Cypriot savers have been queuing at cash machines – after waking up to the news that Brussels plans to enforce a levy of up to 10 percent on bank deposits as part of a bailout deal.
The Eurogroup and the International Monetary Fund (IMF) agreed a 10 billion euro rescue package for Cyprus, which is teetering on the edge of bankruptcy, late on March 15.
The deal includes a one-off levy on Cypriot bank deposits to raise six billion euros.
German Chancellor Angela Merkel, at the helm of the EU’s largest economy, explained why the radical measure makes sense: “We said: people who have their money in Cyprus’ banks have to contribute to saving Cyprus. So everyone who has more than 100,000 euros in his or her account will be taxed by almost 10 percent, by 9.9 percent.”
Merkel added, “In so doing, the people responsible will contribute – not only tax payers from other countries.

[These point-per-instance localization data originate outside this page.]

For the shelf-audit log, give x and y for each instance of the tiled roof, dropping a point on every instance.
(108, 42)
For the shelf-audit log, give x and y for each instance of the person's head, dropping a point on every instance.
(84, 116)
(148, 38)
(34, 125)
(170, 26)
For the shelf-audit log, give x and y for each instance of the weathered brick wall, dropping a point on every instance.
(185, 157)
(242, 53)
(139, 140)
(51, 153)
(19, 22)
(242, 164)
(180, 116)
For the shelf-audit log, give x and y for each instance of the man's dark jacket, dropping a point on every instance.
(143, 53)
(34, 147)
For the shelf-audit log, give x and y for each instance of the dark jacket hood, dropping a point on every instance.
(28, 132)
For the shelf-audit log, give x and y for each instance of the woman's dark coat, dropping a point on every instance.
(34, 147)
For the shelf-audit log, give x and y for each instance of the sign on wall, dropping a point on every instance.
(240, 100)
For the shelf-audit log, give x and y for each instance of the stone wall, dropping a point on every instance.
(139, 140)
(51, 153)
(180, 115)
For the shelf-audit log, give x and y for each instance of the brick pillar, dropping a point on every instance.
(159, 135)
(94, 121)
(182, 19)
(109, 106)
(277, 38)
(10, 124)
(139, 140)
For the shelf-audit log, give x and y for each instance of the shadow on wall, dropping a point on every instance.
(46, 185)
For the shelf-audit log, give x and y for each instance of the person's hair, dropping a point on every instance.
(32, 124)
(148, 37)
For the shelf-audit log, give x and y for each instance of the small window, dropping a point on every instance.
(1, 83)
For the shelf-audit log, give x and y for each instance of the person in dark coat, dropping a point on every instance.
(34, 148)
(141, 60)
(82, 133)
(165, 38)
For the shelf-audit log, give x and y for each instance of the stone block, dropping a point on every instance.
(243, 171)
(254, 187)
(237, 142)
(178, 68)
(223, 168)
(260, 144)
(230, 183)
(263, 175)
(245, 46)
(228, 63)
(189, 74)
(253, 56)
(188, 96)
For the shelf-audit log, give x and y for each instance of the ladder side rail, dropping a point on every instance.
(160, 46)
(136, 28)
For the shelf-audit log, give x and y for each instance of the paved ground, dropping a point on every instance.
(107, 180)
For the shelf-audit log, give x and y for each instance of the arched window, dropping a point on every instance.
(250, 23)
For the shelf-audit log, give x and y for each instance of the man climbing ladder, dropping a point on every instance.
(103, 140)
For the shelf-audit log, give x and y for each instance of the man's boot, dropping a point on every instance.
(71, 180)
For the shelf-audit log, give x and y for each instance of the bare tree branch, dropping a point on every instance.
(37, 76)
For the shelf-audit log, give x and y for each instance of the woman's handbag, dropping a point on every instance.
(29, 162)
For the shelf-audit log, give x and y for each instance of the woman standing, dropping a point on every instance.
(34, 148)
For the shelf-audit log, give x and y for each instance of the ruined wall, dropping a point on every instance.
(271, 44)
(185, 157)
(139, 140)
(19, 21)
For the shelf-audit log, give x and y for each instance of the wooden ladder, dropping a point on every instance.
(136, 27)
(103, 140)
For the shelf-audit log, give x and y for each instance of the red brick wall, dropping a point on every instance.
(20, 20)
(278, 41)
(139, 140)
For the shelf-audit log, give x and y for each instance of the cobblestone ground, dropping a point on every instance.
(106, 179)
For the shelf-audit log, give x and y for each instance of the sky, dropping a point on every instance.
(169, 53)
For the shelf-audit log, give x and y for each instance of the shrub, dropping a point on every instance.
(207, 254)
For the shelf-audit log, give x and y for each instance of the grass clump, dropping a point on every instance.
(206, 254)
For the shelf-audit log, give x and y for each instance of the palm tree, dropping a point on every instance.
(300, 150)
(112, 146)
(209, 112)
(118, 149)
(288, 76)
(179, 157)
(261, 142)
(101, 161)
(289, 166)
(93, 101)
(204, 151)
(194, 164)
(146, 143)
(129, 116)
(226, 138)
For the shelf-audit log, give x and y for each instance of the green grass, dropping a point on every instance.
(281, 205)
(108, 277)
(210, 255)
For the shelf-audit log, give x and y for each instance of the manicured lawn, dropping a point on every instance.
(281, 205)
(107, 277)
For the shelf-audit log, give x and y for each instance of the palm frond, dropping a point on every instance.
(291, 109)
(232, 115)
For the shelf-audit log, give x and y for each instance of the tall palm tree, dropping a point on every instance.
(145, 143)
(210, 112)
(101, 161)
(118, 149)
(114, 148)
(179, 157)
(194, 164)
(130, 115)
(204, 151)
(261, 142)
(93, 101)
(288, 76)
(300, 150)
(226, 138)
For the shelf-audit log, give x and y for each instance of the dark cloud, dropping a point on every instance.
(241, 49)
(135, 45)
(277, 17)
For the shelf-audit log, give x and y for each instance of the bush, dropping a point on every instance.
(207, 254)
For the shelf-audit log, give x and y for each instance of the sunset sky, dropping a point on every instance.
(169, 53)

And that is correct in my opinion.”
There will also be a tax of 6.75 percent on smaller deposits.
The levy’s due to take effect on March 19, although the deal still has to be approved by the parliaments of several eurozone nations, including Cyprus.
The island nation, which has one of Europe’s smallest economies, is the fifth country to turn to the eurozone for aid during the region’s debt crisis. It follows Greece, Ireland, Portugal and Spain – which asked specifically for help for its banks.